For a finite, irreducible, aperiodic Markov chain with stationary distribution π, you run the chain for a very long time starting from state i. As the number of steps n → ∞, the probability of being in state j approaches:
AP_{ij}, the one-step transition probability from i to j
Bπ_j, the stationary probability of state j, regardless of the starting state i
C1/k where k is the total number of states, since the chain visits all states equally
DThe probability depends on which state i you started in — there is no universal limit
The fundamental convergence theorem for Markov chains: for a finite irreducible aperiodic chain, P^n_{ij} → π_j as n → ∞, for every starting state i. The chain 'forgets' its initial state and converges to the same limiting distribution π regardless of where it started. This is not obvious — it requires both irreducibility (so every state is reachable) and aperiodicity (so there is no cyclic trapping). The stationary distribution is not just a fixed point but the universal attractor of the dynamics.
Question 2 Multiple Choice
A Markov chain satisfies detailed balance: π_i P_{ij} = π_j P_{ji} for all states i and j. What can you conclude?

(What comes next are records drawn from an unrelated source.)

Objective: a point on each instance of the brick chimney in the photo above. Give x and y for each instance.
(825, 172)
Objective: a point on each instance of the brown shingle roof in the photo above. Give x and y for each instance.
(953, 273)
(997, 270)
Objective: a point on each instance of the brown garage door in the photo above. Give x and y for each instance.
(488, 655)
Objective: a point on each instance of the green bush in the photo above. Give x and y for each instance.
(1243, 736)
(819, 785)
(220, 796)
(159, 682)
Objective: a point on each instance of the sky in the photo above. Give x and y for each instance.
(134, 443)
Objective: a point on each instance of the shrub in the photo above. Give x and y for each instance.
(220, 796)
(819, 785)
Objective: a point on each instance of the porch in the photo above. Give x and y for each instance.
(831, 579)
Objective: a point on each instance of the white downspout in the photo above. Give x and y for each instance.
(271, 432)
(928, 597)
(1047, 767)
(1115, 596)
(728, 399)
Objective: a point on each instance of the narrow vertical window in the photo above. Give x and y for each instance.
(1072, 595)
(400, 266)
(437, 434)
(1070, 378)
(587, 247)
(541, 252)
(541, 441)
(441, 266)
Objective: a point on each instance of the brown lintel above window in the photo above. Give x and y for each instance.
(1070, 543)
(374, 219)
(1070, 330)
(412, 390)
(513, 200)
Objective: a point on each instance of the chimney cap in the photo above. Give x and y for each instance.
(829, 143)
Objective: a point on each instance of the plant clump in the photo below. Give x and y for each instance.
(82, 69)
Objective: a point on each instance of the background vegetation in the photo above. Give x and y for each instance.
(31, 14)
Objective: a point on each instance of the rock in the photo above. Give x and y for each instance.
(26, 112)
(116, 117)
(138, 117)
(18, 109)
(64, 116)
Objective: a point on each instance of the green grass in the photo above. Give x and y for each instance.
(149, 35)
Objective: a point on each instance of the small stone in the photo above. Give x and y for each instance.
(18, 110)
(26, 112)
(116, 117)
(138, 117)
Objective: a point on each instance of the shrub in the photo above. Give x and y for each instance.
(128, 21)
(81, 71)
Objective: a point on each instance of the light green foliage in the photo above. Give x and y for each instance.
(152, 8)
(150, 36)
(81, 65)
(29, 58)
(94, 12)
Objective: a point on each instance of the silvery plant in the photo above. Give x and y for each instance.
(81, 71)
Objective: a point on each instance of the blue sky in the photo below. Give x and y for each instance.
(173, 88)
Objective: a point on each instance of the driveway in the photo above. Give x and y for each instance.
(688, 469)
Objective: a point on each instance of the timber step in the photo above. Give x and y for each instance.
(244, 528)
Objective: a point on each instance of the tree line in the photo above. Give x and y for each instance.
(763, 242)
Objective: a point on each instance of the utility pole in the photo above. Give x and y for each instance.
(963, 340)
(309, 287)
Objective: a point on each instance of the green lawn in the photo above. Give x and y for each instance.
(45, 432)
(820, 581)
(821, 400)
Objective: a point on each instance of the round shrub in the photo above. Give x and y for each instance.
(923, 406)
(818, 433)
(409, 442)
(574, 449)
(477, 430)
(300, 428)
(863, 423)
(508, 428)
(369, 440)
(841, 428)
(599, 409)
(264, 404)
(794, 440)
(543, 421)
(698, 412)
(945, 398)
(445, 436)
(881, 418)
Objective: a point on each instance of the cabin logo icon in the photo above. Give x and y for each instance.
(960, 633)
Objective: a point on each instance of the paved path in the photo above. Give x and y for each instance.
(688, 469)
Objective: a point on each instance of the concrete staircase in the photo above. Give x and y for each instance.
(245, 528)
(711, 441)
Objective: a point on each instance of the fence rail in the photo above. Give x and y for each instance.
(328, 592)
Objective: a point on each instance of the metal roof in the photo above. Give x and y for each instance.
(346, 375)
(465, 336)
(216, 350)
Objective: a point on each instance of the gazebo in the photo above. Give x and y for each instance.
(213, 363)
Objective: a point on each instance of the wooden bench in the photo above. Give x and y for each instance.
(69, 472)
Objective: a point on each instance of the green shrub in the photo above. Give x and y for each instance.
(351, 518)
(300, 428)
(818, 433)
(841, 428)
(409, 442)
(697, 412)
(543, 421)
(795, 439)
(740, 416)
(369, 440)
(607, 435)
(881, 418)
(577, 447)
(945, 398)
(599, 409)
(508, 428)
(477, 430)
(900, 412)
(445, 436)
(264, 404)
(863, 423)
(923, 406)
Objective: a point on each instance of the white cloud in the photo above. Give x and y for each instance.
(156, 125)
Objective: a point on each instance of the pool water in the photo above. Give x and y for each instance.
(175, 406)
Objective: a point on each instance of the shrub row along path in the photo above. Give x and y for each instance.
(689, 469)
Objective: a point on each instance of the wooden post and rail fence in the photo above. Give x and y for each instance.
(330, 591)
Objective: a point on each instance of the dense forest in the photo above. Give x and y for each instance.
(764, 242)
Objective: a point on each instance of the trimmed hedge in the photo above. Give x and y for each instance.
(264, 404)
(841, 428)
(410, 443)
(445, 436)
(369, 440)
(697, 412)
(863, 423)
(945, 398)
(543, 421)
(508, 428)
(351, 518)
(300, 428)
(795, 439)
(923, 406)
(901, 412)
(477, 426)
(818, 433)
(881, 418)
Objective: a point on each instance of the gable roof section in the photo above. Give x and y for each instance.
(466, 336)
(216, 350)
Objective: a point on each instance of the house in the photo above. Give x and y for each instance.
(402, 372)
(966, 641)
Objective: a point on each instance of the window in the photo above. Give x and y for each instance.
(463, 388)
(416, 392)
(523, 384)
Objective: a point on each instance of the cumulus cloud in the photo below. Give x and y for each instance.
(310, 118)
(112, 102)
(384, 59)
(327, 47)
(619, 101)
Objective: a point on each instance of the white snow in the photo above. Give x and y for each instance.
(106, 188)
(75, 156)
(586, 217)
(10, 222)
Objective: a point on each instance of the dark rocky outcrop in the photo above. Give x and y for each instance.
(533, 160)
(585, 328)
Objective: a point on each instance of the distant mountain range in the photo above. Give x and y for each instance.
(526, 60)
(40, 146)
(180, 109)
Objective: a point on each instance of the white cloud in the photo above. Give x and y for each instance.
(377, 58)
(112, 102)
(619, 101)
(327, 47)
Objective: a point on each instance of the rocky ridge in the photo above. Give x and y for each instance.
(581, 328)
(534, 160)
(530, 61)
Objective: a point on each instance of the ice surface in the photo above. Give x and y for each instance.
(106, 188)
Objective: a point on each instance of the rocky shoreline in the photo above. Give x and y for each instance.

AThe chain is irreducible and will converge to π from any starting distribution
Bπ is a stationary distribution for the chain, but detailed balance alone does not guarantee irreducibility or convergence
CThe chain must be reversible and have uniform stationary distribution
DDetailed balance is equivalent to the chain being aperiodic
Detailed balance implies stationarity: summing π_i P_{ij} = π_j P_{ji} over all i gives (πP)_j = π_j, so π is stationary. However, detailed balance says nothing about irreducibility (whether all states communicate) or aperiodicity (whether the chain lacks periodic cycles). A chain could satisfy detailed balance while being decomposable into separate communicating classes, each with its own stationary distribution. Detailed balance is a sufficient condition for finding stationary distributions, not a guarantee of convergence to a unique one.
Question 3 True / False
If you start a Markov chain in its stationary distribution π, the distribution of the chain's state at every future time step remains π.
TTrue
FFalse
Answer: True
True — this is precisely what 'stationary' means. A distribution π is stationary if πP = π: applying the transition matrix once leaves π unchanged. Therefore if the chain starts with distribution π₀ = π, then after one step the distribution is π₀P = πP = π, and by induction it remains π at every step. The chain in stationarity is in a kind of probabilistic equilibrium: probabilities of being in each state do not change over time, even though individual realizations of the chain continue to transition between states.
Question 4 True / False
A finite irreducible Markov chain can have two distinct stationary distributions if its transition probabilities are chosen carefully.
TTrue
FFalse
Answer: False
False. For a finite irreducible chain, the stationary distribution is unique. Irreducibility means all states communicate (every state is reachable from every other), which ensures the chain cannot be decomposed into independent subchains each with its own stationary distribution. The stationary distribution for an irreducible chain satisfies π_j = 1/⟨T_j⟩ (the reciprocal of the mean return time to state j), which uniquely determines π. Adding aperiodicity ensures convergence to this unique stationary distribution, but uniqueness holds for irreducible chains regardless of periodicity.
Question 5 Short Answer
Explain why the existence of a stationary distribution makes Markov Chain Monte Carlo (MCMC) a practical algorithm for sampling from complex probability distributions.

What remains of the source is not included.